彼女は外の景色を一度も見たことがなかった。
春の麗らかな太陽も、夏の綿菓子のような入道雲も、秋の清々しいほど高い空も、冬の凛とした寒さも何も知らなかった。
しかし彼女が「一度でいい、外の景色を見たい」と言っても、青年はそれを絶対に許さなかった。
彼女の中では外への憧れが日に日に募っていく。
「私は一生をこの古い城の中で終えるのだろうか」
その思いは涙となって彼女の頬を濡らす日も少なくなかった。
そしてとうとう雪の降りしきる冬のある日、彼女は城を逃げ出す。
吸血鬼たちの眠る正午すぎ、彼女は外套も身に付けず外へ出た。
そこには生まれて初めて見る白銀の世界。触れれば指が真っ赤になるほど冷たい。吹き荒ぶ風は彼女の白い頬を突き刺し、鼻をつんとさせた。
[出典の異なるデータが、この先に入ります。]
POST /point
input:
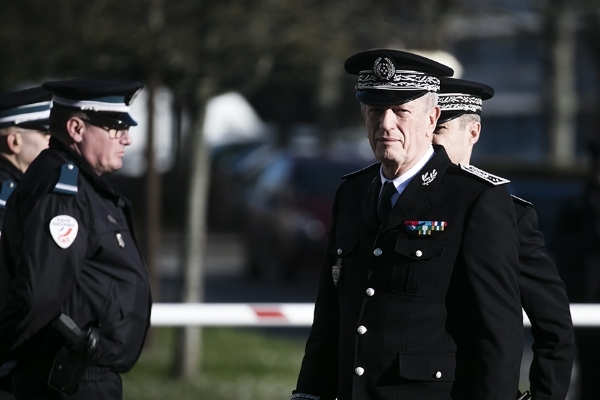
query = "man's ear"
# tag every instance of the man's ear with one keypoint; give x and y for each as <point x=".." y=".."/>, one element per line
<point x="474" y="132"/>
<point x="76" y="129"/>
<point x="13" y="142"/>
彼女は五感でその全てを感じ、そして喜びにうち震えた。
その足で彼女は街へ下りた。
街ではたくさんの人々がそれぞれの生活を営んでいる。
果物や野菜を売る店の軒先で呼び込みをする男、足元を走り抜ける小さな子ども、それを大きな声で呼ぶ母親、本でしか見たことのなかった大きな馬車とそれを引くつやつやとした毛並みの馬。
目が回りそうなほど楽しく、何もかもが新鮮だった。
と、その瞬間。
誰かに思い切り手を引かれた。
振り向くとそこには顔を真っ赤にして息を切らせた青年がいた。
「帰ろう、『月下の君』」
「いやよ、帰りたくない」
初めて彼女が反抗する。
その目からはぼろぼろと涙が溢れ出ていた。
青年は泣きじゃくる彼女をそっと抱き上げ、冷えきったその身体を自分の外套の中に迎え入れ暖めてやる。
「もうあそこには戻りたくない」
世界の美しさを知ってしまった少女は、青年のシャツを掴み涙で声を震わせながら訴えた。
小さな身体がかたかたと震えるのは寒さのせいなのか、それとも再びあの城に連れ戻される恐怖からなのか。
そんな彼女を抱きしめながら、青年は深く息を吸い、そして言った。